ADP Employment Report - 91,000 Private Sector Jobs for September 2011

ADP, released their proprietary private payrolls September jobs report. This month ADP is reporting a gain of 91,000 private sector jobs in September. August 2011 was revised down to 89,000, from 91,000. In August, the BLS reported 17,000 private sector jobs. Below are the reported private sector jobs from ADP. This report does not include government, or public jobs.

 

 

ADP's numbers claim the service sector created 90,000 jobs while the goods sector gained a meager 1,000 jobs. The manufacturing tab is -5,000 jobs for the month. ADP's financial services jobs flat-lined, or no growth. This report, if it matches Friday's official unemployment report, is weak job growth.

Construction dropped another -2,000 jobs and the ADP notes 2,130,000 construction jobs are reported gone since the 1st of January 2007. Their tally for financial services jobs lost since the same date are 687,000. One question which banks refuse to answer: Were these jobs offshore outsourced?

There is a strong mismatch between ADP and the BLS jobs report. To date, the number of private nonfarm payroll jobs ADP reports versus what the BLS reports and on a month-to-month and even cumulative basis do not match. This monthly error is often large, especially when looking at small job growth overall (< 400,000 jobs per month) on a month to month basis.

Below is the cumulative difference between what the ADP reports as the private nonfarm payroll jobs vs. the BLS (ADP minus BLS). This line shows the divergence, over time in number of nonfarm private payroll jobs reported between the two reports. This article updated, October 7th, to include the September ADP & BLS statistics.

 

ADP vs. BLS

 

While ADP notes a simple correlation of 0.95, well, a 5% error between monthly reported jobs numbers is an average, and we can see on some months the differences are quite large and around 2008, the difference started to hit about 900,000 jobs. That said, the reported job growth is so piss pour, statistically we're rolling around in the margin of error each month.

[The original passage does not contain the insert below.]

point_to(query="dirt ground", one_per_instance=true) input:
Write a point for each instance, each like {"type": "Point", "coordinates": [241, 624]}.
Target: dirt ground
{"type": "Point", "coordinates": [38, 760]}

ADP does use the same seasonal adjustment as the BLS, but their other methodology and even sampling size are different, proprietary. That said, ADP has now put up some details of their methodology to explain the statistical differences between their estimate, the actual mathematics, vs. the BLS. This is new, and good ADP is disclosing their entire methodology so we may get more apples to apples comparisons of the two reports.

Bottom line, the official report, upon which other metrics are based, is the BLS.

All of this said, the reality is the The United States currently needs about 13 million jobs to get back to pre-recession levels, taking into account population growth and the labor participation rate back in December 2007. Some estimates are above 20 million jobs needed, right now, to return to full employment levels.

ADP captures jobs by business size and this is worth looking at, especially due to it's relativity within the same report (and methods). In August:

Employment on small payrolls—those with up to 49 workers—rose 60,000 in September, nearly equal to job creation among small businesses last month. Employment on medium payrolls—those with 50 to 499 workers—rose 36,000, and employment on large payrolls-those with 500 or more workers—declined 5,000.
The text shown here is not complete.